Kinanthi menoleh menatap matanya. Ada kehangatan dan kepedulian tulus di sana. “Thank you , Sir. iwill remember .”

Jimmy mengangguk. Kinanthi turun, menatap Suv hitam itu menjauh, membawa pergi seribu pertanyaan di hatinya.

someday

Hari berganti minggu kedekatan mereka menjadi perbincangan diam-diam di kantor. Kinanthi bukan gadis murahan.

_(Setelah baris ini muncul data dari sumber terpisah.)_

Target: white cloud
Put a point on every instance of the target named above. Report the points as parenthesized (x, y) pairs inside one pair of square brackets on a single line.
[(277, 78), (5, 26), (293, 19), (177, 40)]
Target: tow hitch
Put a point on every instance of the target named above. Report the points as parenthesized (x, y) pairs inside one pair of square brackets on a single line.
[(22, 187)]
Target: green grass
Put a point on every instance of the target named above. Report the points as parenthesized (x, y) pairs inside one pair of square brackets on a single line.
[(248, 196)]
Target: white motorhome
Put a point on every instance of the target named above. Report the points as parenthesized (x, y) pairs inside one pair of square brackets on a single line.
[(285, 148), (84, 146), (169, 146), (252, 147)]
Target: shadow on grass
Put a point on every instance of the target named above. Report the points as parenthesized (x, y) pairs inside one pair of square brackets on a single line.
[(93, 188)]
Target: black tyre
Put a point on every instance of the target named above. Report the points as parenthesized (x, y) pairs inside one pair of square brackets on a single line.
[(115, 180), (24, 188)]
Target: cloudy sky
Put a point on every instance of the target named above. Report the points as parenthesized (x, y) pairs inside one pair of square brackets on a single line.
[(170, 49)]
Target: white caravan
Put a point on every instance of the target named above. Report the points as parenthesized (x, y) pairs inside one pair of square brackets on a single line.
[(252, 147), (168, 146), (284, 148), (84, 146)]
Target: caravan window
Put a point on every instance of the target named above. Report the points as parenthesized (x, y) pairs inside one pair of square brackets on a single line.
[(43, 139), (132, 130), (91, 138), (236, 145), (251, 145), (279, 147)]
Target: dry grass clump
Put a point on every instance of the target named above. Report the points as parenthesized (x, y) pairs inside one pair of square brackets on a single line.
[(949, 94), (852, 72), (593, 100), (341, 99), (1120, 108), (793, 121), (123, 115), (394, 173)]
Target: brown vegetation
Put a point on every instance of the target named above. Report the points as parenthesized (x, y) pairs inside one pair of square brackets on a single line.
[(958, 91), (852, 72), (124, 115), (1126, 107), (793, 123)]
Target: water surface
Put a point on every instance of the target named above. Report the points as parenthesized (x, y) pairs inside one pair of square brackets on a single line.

 Semua orang tahu ia baik, rajin, dan mandiri. Namun bagi Jimmy, rumor itu tak berarti apa-apa. Ia tetap menjemput Kinanthi pulang saat lembur, tetap membawakan kopi saat pagi, tetap menatap gadis itu dengan cara yang tak pernah ia tunjukkan pada siapa pun.

Suatu hari, saat break makan siang, Jimmy duduk di pantry perusahaan sendirian. Kinanthi yang masuk untuk mengambil air hangat kaget melihatnya. Ia menunduk, hendak segera pergi, namun Jimmy menahan.

“Sit down ,lunch with me.”

Kinanthi menatapnya ragu. “Sorry , Sir.i just finish my lunch.”

“Eat again.”

Nada Jimmy terdengar seperti perintah, namun senyum tipis di sudut bibirnya membuat Kinanthi menuruti.

 Ia duduk, membuka kotak bekalnya berisi nasi, tumis kacang panjang, dan telur dadar. Jimmy menatap kotak bekal sederhana itu sebelum menghela napas pelan.

“Kinanthi…” katanya pelan, suaranya nyaris tenggelam oleh dengung AC. “Do you… trust me?”

Pertanyaan itu membuat Kinanthi menoleh. “What you mean?.”

Jimmy menatap mejanya sendiri, menekuk jemarinya.

 “Someday… I want to tell you everything. my past my pain my mistakes.”

Kinanthi menatap pria itu lama di balik karismanya, ada kesepian yang begitu nyata. Ada trauma yang menumpuk dalam diam. Ia tidak tahu apa, namun hatinya merasakan luka itu begitu dekat.

“Sure i'll wait till you ready for ,” jawabnya pelan.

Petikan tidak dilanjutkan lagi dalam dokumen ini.